Yet another production featuring a gay man swishing around the stage. We’ve whinged about the outbreak which started with this went on in that and ended up in Viva Forever! There’s an epidemic in London’s theatreland; the vaccine for theatrical queenitis is presumably in its very early stages of development.
But the big differences in Peter Nichols‘ 1977 Privates on Parade are that (a) camp Captain Terri Dennis’ character is a key and sympathetic central character and (b) he’s utterly, genuinely hilarious. Unlike those other shows the audience are laughing with him and not at him. Well, OK then, we do laugh at him too, but for all the right reasons.
It will come as little surprise to hear that the Whingers have fond memories of their own splendidly striking individual Privates. Phil saw Denis Quilley’s original portrayal of Terri and Andrew saw Roger Allam’s jaw-droppingly magnificent ocean liner of a portrayal in Michael Grandage‘s 2001 revival at the Donar. We can report that both were brilliant performances. And as theatrical bonuses, the former also featured Nigel Hawthorne, the latter a young James McAvoy.
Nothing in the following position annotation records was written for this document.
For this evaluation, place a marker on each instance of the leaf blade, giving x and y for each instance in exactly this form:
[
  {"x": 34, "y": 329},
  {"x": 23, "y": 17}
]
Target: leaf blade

Grandage is directing it again in the first production of his much-trumpeted season at the Noel Coward Theatre. The star attraction waxing his body parts to lead an overseas British military concert party is Mr Simon Russell Beale.
The troupe are entertaining the troops fighting communist insurgents in Malaysia in the late 40s. How entertaining they are to the British lads fighting overseas it is difficult to tell. They certainly entertained us. SRB is the USP here and his ludicrous impersonations of Marlene Dietrich, Vera Lynn and Carmen Miranda are a joy. Surely someone will have the sense to cast him as a pantomime dame very soon. But despite the generous flouncing there’s also incredible subtlety. His Noel Coward transformation gets laughs with a look and the touch of his ear. One hopes he’s enjoying it as much as we are. He certainly appears to be having a ball even if his character is less successful pulling the privates.
It’s a wonder any other performer gets a look in but the rest of the cast are excellent too. Angus Wright‘s Major Flack is superbly gruff and upright, the broom handle which was presumably inserted into his uniform must be as uncomfortable as Beale’s Cuban heels. And new recruit to the troop Joseph Timms‘ Private Flowers’ initial naivety is as convincing as when he cottons on and seizes the opportunities on offer to become an ex-virgin soldier.
Under Christopher Oram‘s crumbling stone colonial buildings, which also doubles as a second proscenium (a second proscenium! We were being horribly indulged) casual racism and homophobia of the period mixes with soldierly camaraderie, romance, lust and violence. Paule Constable’s lighting is so believably tropical you can almost feel the humidity. Though thankfully, unlike here, there was no parading of the Whingers’ own privates to cool their prickly heat.
Denis King‘s music to Nichol’s lyrics are believable pastiches of the era. And to cap it all there is a real rain storm though sensibly not when any of Richard Mawbey’s glorious wigs are being aired.
The only fly in the ointment really is the uncomfortable stereotype of the inscrutable-but-probably-menacing orientals which a “last laugh” directorial twist to the ending fails utterly to redeem.
Still, this is solid, old-fashioned, mostly hugely enjoyable fare. Highly recommended.